Yet hunters are allowed to give it away, and many do. As a result, venison occupies a paradoxical place in the world of food. It's a luxury food that turns up in notably non-luxurious places.

On a recent mid-December morning, there are boxes of it piled in the basement of Culpeper United Methodist Church, in central Virginia. An organization called Empowering Culpeper is using the space for its monthly distribution of free food to people who need it.

"We've got over 600 pounds of venison," says Jill Skelton, who's in charge of the program. "A lot of times, venison is the only type of meat that we have available to distribute."

All of this venison was donated by hunters, including Crigler. An organization called Hunters for the Hungry covers the cost of cutting or grinding the meat from donated deer, and organizes distribution of the venison from small deer butchering shops to food pantries and groups like Empowering Culpeper. There are similar organizations all over the United States, all devoted to helping hunters donate meat from the deer that they kill.

Here in the church basement, people have lined up for food, and retired dentist Phil Ferlazzo, a volunteer with Empowering Culpeper, mans the venison station. "How about venison? Do you like venison?" he asks. Most of the people take the frozen meat. Some do not.

Venison, for some of them, is clearly not like the meats they'd pick up in a supermarkets. It's not coming from a faraway farm; it's from the woods next to their homes, and they have personal experiences with deer.

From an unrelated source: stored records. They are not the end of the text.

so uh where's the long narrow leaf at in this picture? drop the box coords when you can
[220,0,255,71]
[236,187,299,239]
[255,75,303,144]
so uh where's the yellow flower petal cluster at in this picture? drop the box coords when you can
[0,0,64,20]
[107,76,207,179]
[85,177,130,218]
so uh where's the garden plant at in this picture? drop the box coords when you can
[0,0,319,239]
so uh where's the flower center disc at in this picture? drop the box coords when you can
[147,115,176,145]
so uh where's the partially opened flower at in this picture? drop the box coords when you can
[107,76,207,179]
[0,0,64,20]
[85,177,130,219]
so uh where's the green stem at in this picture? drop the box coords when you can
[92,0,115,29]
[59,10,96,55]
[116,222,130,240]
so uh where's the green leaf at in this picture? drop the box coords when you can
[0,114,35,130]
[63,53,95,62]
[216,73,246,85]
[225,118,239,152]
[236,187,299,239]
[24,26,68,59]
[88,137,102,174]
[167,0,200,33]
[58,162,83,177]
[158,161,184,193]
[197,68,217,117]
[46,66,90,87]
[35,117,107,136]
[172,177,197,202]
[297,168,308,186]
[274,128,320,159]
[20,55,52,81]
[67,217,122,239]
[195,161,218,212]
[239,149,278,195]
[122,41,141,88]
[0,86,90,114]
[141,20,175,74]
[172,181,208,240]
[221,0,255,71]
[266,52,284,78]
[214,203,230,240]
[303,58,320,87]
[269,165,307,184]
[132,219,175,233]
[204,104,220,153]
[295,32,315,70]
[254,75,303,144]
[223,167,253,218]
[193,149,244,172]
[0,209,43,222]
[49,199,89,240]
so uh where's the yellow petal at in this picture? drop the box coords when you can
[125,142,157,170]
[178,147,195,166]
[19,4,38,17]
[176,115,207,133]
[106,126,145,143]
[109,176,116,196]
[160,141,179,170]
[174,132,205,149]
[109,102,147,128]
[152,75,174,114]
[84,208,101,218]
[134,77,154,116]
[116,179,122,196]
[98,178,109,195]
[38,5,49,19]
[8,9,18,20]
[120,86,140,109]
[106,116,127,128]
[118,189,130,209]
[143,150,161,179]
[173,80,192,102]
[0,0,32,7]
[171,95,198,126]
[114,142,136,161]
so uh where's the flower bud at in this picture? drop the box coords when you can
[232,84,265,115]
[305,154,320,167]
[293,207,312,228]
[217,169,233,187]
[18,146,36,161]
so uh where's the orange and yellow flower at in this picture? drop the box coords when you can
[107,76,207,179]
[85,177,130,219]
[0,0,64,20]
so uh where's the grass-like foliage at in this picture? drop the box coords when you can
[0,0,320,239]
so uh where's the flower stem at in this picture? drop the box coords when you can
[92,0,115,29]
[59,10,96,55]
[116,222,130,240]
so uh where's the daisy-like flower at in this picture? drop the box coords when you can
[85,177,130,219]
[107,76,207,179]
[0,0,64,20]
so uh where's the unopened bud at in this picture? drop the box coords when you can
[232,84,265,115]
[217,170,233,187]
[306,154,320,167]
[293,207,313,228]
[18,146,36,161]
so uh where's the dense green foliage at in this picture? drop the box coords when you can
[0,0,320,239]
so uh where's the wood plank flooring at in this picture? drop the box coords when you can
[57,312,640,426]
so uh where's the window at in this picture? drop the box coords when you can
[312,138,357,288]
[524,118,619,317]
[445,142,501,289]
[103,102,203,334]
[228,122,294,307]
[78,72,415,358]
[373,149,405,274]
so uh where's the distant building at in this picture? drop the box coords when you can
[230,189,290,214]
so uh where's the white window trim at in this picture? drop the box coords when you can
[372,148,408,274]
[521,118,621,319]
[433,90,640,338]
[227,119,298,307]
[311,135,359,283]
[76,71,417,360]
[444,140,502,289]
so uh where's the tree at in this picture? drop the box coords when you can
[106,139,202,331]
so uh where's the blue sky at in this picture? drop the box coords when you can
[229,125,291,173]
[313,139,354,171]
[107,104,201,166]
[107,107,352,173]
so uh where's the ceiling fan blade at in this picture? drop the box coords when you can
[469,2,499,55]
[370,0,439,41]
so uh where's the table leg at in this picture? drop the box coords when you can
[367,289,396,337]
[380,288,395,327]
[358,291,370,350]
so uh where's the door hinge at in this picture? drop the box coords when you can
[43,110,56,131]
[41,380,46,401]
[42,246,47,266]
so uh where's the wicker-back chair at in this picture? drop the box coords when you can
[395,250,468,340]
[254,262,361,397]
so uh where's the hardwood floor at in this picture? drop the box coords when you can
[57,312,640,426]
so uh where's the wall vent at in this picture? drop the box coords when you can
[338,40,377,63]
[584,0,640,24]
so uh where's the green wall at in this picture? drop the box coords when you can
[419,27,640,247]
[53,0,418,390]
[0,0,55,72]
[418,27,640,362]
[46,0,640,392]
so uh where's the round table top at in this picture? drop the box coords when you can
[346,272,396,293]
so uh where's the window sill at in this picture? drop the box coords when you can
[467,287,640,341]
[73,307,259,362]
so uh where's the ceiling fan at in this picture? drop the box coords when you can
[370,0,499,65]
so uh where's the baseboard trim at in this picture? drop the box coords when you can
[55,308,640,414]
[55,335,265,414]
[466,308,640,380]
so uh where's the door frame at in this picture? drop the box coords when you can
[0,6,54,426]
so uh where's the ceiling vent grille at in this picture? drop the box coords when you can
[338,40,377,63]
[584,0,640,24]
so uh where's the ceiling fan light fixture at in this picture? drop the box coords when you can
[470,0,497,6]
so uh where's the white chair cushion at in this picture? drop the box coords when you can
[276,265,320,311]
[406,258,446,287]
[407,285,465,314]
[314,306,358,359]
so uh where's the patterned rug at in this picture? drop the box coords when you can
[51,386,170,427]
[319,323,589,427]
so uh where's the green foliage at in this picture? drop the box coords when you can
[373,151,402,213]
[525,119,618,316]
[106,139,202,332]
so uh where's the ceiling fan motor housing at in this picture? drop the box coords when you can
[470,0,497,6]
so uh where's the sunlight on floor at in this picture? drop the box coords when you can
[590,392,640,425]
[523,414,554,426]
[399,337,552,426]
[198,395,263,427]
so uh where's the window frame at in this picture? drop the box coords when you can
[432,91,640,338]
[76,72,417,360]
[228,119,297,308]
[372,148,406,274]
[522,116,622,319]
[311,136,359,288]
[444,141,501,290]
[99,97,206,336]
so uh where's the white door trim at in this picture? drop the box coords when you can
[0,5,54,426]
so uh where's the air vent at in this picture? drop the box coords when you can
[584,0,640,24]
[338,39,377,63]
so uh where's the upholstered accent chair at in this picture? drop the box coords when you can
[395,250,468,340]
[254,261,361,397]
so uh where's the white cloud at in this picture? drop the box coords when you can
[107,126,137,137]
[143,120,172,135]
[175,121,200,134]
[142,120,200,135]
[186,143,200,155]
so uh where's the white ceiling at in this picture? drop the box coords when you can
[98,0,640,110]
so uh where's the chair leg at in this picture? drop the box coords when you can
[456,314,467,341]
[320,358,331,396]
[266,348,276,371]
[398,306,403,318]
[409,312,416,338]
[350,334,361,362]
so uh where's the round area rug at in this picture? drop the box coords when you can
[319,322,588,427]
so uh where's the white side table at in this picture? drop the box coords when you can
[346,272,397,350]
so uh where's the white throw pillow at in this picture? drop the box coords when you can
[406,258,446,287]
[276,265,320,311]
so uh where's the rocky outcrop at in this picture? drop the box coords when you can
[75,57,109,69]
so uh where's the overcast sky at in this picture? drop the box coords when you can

That's why Alsace Lee Kwai won't eat it. "The first time I ever went hunting with my husband and he shot one, I heard one cry," she says. "Like a baby. No. No thank you."

Yet Bonita Gray has the opposite reaction. She grew up eating meat from deer and rabbits that her family shot, and she loves it. "I take all of it, if they give it to me!" she says. "And it tastes so good. Season it real good, put onions on it, green peppers, make deer burgers. Oh, my God!"

And that experience is something she'll have in common with people spending plenty of money on those wild game specials at Cafe Berlin.